Design and construction
- Architects: John & Brian Durtnell

= Poundsbridge Manor =

Oak timber-framed house built in 1593

Poundsbridge Manor, nicknamed "The Picture House", is an oak timber-framed house built in 1593 by John and Brian Durtnall for their father William, Rector of Penshurst from 1563 to 1596. Originally, it was called "Durtnolls" and it has an inscription "1593 WD ETA 69". WD are the initials of William Durtnell and the letter D, looking like an inverted Q, is the Gothic form of the letter. ETA 69 (ETA is a mistake for "aet", aetatis suae) means he was 69 years old when the house was finished. In 1678 it was owned by an Edmond Woodgate and he left it to his nephew Thomas Woodgate, a yeoman of Farningham, who left it to his wife. Later, it was divided in two and one part became a tavern.

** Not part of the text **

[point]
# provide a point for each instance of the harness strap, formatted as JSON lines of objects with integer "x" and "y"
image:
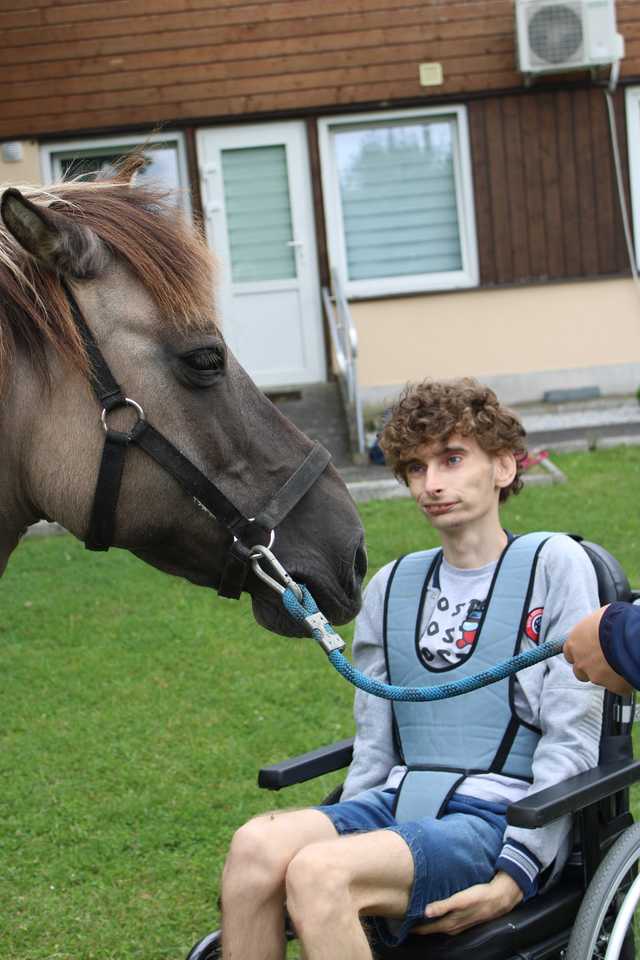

It was illustrated by Samuel Prout, was also illustrated in a book of 1810 in a drawing by Paul Amsinck, engraved by Letitia Byrne, and by an F. Grant (Note: Not Sir Francis Grant.) in 1906 (owned by Tunbridge Wells Museum and Art Gallery).

In 1906 it was described as "Pounds Bridge" inn and being "on a secluded road between Speldhurst and Penshurst, in Kent". It is now a Grade II listed building. In the Second World War, the house was hit by a stray bomb and the extensive rebuilding that was required was again done by Durtnell's.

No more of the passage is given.